Whereas the introduced provided for the mandatory payment to be assessed on a qualifying assessment basis, the substitute instead provides for the mandatory payment to be assessed on net patient revenue. Accordingly, the substitute does the following: · omits the following provisions that were present in the introduced: o the definition of "qualifying assessment basis"; and o a provision establishing the determination of the qualifying assessment basis; and · includes a provision absent from the introduced that provides for the determination of the assessment of the mandatory payment on the net patient revenue of an institutional health care provider.
Whereas the introduced established that a mandatory payment is not a tax for hospital purposes for purposes of state constitutional provisions relating to county-wide hospital districts in certain large counties or statutory provisions relating to hospital districts in counties of at least 190,000 regarding a limitation on the taxing power of a governmental entity and the disposition of delinquent taxes, the substitute instead establishes that a mandatory payment is not a tax for hospital purposes for purposes of state constitutional provisions relating to the creation, operation, and dissolution of a hospital district or statutory provisions governing the Nacogdoches County Hospital District that require a district property tax.

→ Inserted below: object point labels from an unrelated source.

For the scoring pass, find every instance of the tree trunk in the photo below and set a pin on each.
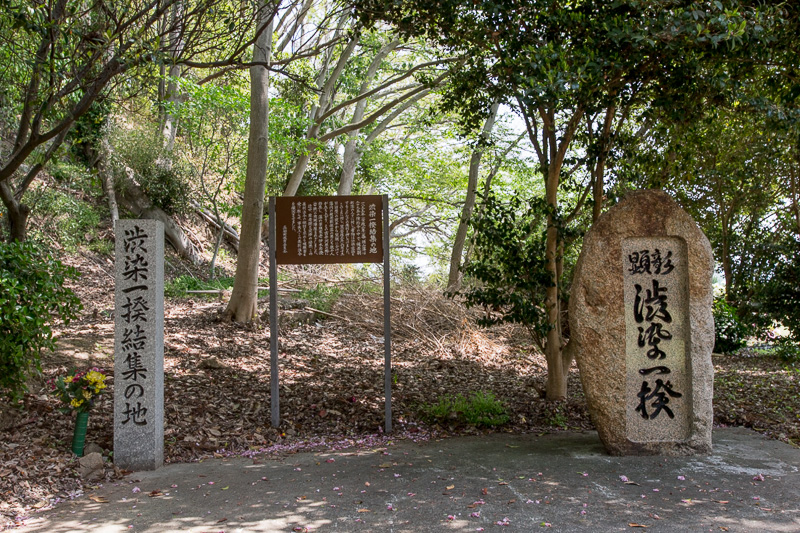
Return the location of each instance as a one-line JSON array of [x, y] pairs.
[[107, 179], [351, 155], [600, 166], [454, 278], [16, 213], [327, 89], [172, 96], [243, 305]]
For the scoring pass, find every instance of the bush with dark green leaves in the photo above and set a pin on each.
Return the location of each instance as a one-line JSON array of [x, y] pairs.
[[730, 333], [507, 276], [33, 295]]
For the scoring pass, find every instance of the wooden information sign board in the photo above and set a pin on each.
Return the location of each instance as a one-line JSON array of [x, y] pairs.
[[305, 230]]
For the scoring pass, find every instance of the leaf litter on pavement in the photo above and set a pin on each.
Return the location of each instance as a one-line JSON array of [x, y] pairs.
[[331, 377]]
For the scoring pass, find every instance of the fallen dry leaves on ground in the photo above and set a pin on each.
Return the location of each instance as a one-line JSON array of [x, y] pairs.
[[217, 386]]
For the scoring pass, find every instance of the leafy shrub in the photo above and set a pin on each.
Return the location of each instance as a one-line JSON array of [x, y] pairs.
[[65, 217], [788, 351], [508, 274], [730, 332], [479, 409], [166, 181], [33, 295]]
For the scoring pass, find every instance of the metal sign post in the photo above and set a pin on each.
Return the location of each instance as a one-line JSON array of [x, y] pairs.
[[387, 320], [327, 230], [275, 401]]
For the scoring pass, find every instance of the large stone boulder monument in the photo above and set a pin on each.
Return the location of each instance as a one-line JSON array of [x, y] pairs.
[[640, 314]]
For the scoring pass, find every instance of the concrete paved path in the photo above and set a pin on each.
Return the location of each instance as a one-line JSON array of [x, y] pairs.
[[556, 482]]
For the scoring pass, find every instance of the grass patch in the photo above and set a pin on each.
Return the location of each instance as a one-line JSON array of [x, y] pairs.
[[477, 409], [178, 287], [321, 297]]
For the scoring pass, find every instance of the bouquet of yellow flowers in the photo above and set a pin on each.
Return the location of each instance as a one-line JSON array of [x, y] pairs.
[[78, 390]]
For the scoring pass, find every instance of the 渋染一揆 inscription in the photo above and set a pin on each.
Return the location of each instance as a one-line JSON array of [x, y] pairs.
[[642, 327], [656, 313], [139, 345]]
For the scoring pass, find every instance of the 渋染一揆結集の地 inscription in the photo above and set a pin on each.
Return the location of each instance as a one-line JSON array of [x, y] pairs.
[[656, 307], [139, 345]]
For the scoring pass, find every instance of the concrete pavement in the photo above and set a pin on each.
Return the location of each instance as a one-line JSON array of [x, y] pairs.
[[559, 482]]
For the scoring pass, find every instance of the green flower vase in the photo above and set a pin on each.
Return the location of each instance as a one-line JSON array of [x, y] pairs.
[[79, 436]]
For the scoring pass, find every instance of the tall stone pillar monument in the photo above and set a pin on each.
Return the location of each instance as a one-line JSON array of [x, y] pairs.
[[139, 345]]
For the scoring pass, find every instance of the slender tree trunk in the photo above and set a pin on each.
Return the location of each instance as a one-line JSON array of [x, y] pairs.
[[351, 155], [108, 188], [328, 89], [172, 96], [243, 305], [16, 213], [600, 166], [454, 278]]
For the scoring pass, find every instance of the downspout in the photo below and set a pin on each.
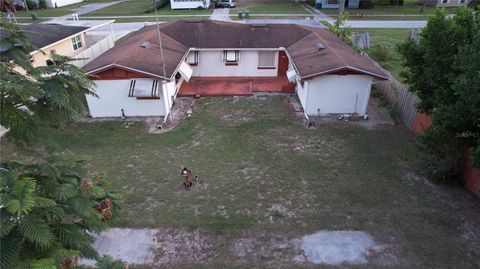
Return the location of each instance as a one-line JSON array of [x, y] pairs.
[[166, 102], [306, 101]]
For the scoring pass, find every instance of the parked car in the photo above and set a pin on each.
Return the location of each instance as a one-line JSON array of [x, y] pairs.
[[226, 3]]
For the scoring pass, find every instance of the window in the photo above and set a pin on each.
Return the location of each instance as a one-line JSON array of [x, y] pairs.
[[231, 57], [76, 42], [193, 58], [266, 59], [144, 89]]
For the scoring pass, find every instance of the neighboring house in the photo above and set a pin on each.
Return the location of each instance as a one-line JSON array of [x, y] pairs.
[[330, 77], [189, 4], [61, 3], [336, 3], [73, 41], [443, 3]]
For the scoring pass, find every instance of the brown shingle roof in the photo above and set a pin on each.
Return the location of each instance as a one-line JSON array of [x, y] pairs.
[[179, 36]]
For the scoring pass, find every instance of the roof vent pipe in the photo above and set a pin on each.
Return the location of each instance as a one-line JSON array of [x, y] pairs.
[[319, 46]]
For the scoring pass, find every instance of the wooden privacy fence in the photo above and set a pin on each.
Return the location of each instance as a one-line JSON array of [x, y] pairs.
[[398, 95]]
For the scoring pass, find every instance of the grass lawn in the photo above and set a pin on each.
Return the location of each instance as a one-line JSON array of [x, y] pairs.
[[411, 7], [388, 38], [57, 12], [261, 170], [272, 7], [143, 7]]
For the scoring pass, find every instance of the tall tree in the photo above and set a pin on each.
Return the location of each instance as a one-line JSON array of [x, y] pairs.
[[50, 209], [443, 69]]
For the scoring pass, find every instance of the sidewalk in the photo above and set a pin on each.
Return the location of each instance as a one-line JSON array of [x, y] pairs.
[[85, 9], [221, 14]]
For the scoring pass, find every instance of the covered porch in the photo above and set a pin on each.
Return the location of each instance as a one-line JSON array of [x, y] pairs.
[[235, 86]]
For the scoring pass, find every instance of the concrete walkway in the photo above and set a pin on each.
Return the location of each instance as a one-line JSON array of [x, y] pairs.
[[385, 24], [311, 23], [178, 247], [221, 14]]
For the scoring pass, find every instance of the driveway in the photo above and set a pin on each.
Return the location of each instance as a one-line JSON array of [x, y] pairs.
[[221, 14]]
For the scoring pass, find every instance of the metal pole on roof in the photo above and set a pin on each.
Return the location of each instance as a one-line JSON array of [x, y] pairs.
[[159, 39]]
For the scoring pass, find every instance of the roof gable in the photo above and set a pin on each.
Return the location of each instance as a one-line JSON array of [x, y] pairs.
[[301, 42]]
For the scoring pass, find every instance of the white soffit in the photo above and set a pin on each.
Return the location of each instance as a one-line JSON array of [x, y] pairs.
[[291, 75], [185, 71]]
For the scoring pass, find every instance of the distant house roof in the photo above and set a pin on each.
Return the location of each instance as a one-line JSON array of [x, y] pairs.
[[302, 43], [45, 34]]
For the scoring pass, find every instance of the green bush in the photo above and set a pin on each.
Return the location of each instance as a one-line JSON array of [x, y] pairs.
[[42, 4], [31, 4], [380, 53], [160, 4]]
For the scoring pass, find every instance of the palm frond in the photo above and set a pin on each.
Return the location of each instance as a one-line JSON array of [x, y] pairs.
[[35, 230], [21, 200], [10, 250]]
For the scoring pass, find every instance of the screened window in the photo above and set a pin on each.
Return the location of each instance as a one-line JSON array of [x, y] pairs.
[[144, 89], [76, 42], [193, 58], [266, 59], [231, 56]]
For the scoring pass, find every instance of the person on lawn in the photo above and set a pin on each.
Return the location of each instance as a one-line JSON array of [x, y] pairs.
[[186, 173]]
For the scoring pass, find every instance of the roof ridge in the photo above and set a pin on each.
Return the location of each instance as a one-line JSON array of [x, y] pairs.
[[333, 51]]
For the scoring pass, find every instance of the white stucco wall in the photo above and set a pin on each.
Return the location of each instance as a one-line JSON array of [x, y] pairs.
[[211, 64], [61, 3], [113, 96], [336, 94], [183, 4], [169, 90]]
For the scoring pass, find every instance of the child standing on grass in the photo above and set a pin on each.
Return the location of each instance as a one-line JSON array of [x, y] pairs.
[[186, 173]]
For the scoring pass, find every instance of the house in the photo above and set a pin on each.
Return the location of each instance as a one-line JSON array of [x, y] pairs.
[[335, 4], [452, 3], [134, 79], [444, 3], [189, 4], [73, 41]]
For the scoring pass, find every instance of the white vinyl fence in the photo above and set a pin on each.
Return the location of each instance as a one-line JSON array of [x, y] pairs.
[[95, 50]]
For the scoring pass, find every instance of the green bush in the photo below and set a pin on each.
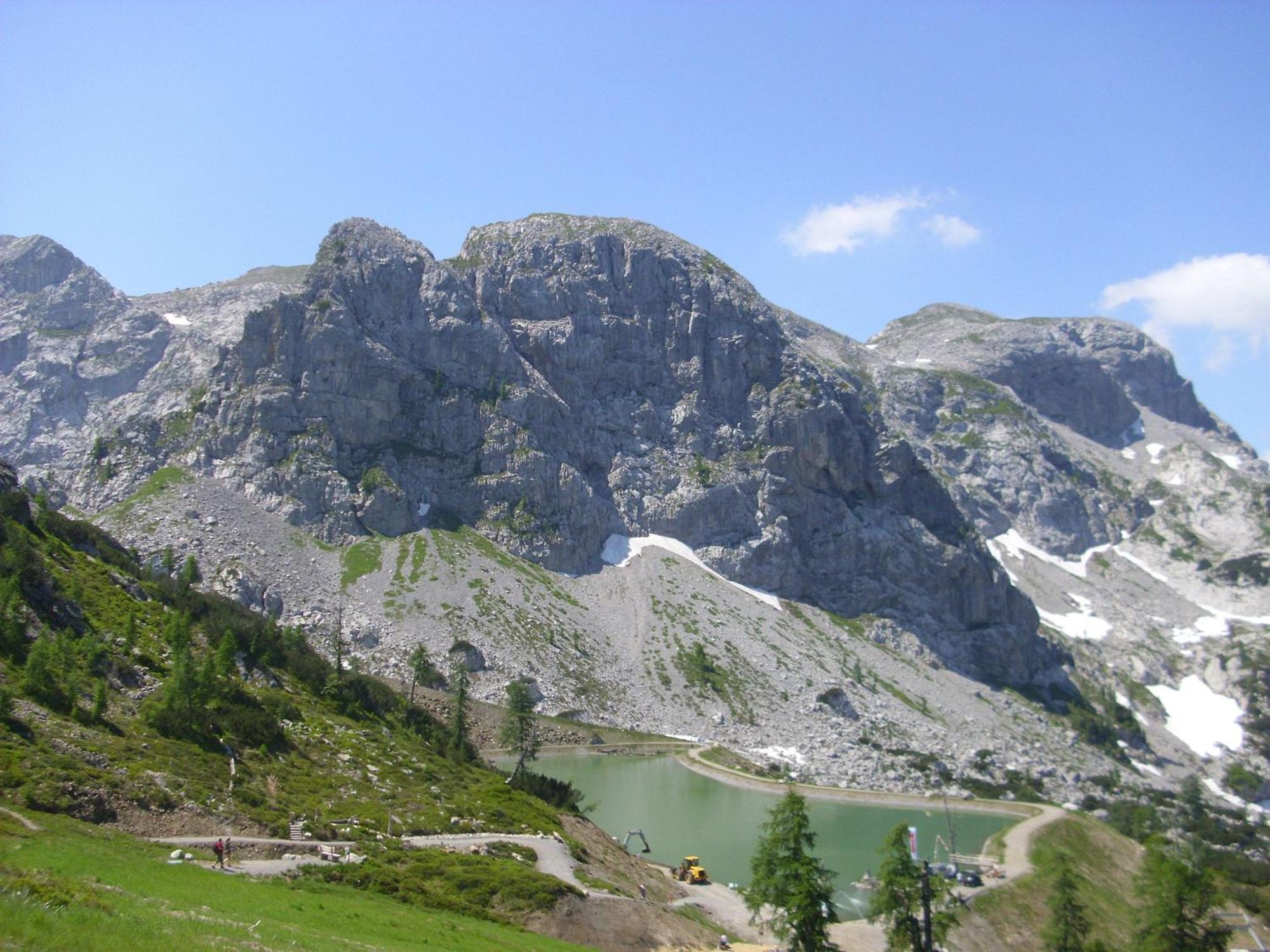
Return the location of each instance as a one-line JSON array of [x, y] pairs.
[[481, 887]]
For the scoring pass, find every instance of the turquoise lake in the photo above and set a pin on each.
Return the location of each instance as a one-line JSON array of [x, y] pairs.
[[684, 813]]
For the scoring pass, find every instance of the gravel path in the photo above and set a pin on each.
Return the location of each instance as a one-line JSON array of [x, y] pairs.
[[554, 857], [694, 761], [295, 845]]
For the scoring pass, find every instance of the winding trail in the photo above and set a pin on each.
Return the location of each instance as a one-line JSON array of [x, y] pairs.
[[718, 902], [553, 855]]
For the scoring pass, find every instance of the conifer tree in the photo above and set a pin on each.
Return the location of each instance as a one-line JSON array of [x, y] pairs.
[[190, 573], [521, 728], [422, 670], [785, 876], [459, 744], [1178, 906], [897, 902], [227, 664], [100, 701], [1069, 926]]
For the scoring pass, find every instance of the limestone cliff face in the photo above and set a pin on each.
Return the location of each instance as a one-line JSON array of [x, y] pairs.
[[568, 379], [562, 380]]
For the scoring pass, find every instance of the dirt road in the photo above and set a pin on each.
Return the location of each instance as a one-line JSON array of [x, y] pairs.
[[554, 857]]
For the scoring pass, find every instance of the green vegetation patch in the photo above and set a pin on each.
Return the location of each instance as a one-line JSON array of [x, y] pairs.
[[126, 897], [159, 482], [360, 559], [481, 887], [1106, 864]]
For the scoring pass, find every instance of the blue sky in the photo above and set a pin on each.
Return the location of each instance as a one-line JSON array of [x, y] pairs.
[[854, 161]]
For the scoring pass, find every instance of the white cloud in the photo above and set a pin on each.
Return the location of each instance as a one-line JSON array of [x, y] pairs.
[[1224, 294], [844, 228], [952, 230]]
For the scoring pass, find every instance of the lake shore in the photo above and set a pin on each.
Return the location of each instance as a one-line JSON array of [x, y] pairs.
[[694, 761]]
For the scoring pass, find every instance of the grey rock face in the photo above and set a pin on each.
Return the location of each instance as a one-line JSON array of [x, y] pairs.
[[1086, 374], [563, 380]]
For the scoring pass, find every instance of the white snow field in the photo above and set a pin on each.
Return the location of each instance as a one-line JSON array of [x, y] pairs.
[[1198, 717], [619, 550]]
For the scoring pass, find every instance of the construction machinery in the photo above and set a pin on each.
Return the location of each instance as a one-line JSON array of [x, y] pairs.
[[692, 871]]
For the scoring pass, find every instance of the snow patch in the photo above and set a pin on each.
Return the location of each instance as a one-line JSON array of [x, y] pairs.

Whereas the introduced required the person charged by the district with the assessment and collection of the mandatory payments to charge and deduct from the mandatory payments collected for the district a collection fee in an amount not to exceed the person's usual and customary charges for like services, the substitute instead prohibits such person from charging the district a fee for assessing and collecting the payments unless the district authorizes the fee in writing.
The substitute does not include a provision included in the introduced that provided for the delayed implementation of any provision for which an applicable state agency determines a federal waiver or authorization is necessary for implementation until the waiver or authorization is requested and granted.